Sadly, I think that the answer is not quite, and I would not recommend this particular book to anyone other than to a hardcore YARN fan. In fact, if you have read the introductory YARN material on either Apache’s or Hortonworks’ web pages, you are probably after details, administration tips, insight on YARN architecture. You would find these, and firsthand too; however, you might be in for a bit of disappointment.
First of all, by the time I received the book for review (October 2014), its content had become partially obsolete, which seems to be a common fate of publications closely covering features of fast moving open source products. Putting inevitable aside, I have few other things to point out. I was a bit surprised that the authors: Murthy, Vavilapalli, Markham, and Niemiec, who work for the Hadoop’s mothership – Hortonworks Inc – decided to cover Hadoop version 2.2.0 at a time when a subsequent version was almost ready. (The 2.2.0 version was a generally available version of Hadoop 2.x that introduced YARN in October 2013, version 2.3.0 shipped in February, to be followed by 2.4.0 in April). Such a decision might have led to my second issue with the book – to put it bluntly, it feels rushed. It might be the side effect of the co-operation of 5 authors on a text just over 300 pages long. This could explain why a few basic concepts are covered multiple times, whilst we cannot find an outline for the direction in which YARN is going in the future. However, I would not expect authors of this calibre to release a book scripts that do not work without minor fixes, and with a companion webpage ( http://yarn-book.com/ ) that has not been updated for the last few months!

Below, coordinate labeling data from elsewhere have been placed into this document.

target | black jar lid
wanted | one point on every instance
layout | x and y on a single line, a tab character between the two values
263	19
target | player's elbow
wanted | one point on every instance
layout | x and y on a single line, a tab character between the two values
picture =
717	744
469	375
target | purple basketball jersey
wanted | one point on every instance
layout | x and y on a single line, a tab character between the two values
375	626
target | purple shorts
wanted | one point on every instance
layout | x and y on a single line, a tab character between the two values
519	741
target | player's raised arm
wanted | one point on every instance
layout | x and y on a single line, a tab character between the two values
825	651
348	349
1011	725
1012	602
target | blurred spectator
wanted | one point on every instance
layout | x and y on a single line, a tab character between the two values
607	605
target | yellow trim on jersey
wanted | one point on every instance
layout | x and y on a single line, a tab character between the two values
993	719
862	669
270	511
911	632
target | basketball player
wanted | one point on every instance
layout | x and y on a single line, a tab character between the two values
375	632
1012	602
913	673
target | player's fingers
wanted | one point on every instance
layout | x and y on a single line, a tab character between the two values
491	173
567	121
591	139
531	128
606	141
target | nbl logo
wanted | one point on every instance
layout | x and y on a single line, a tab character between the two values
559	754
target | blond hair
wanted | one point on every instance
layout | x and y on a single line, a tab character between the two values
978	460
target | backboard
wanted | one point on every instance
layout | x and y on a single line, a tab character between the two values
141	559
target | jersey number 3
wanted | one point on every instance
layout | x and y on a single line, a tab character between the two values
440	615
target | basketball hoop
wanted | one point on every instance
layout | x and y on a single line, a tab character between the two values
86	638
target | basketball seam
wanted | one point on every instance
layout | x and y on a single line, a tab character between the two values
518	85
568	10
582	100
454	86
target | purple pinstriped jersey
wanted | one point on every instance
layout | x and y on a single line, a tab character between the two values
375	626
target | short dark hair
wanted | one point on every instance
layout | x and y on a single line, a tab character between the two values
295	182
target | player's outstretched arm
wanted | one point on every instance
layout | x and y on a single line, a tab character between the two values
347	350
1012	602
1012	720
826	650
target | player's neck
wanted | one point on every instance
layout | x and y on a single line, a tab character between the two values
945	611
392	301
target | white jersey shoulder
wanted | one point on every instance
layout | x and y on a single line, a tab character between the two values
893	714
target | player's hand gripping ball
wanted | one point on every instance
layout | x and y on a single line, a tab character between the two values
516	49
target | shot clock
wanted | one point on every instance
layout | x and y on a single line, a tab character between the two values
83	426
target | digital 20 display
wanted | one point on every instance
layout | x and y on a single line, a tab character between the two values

On the other hand, this is still the only book that covers YARN in detail. Holmes’ 2nd edition of Hadoop in Practice focuses on YARN and I would recommend that option (especially as the 2nd chapter is available free online) for now. However, in its defence Apache Hadoop™ YARN definitely gives us better understanding why things evolved into what we got in 2.x (if a reader is interested in such historical digressions).
Actually, I think it might be best to wait for Lam & Davis 2nd edition of Hadoop in Action or one of the best Hadoop books ever – Tom White’s 4th edition of Hadoop: The Definitive Guide, in which the YARN chapter will hopefully get updated before it is shipped (the latest Hadoop releases (especially 2.6.0) pushed YARN capabilities quite a bit further).
Of course, we could wish for the 2nd edition of Apache Hadoop™ YARN as well; however, I would rather see the authors focusing on coding, as Hadoop hardcore users are definitely interested in ironing out these few remaining YARN issues at the cost of a concise, well-rounded position offering a bigger picture. After all we have the source code, right?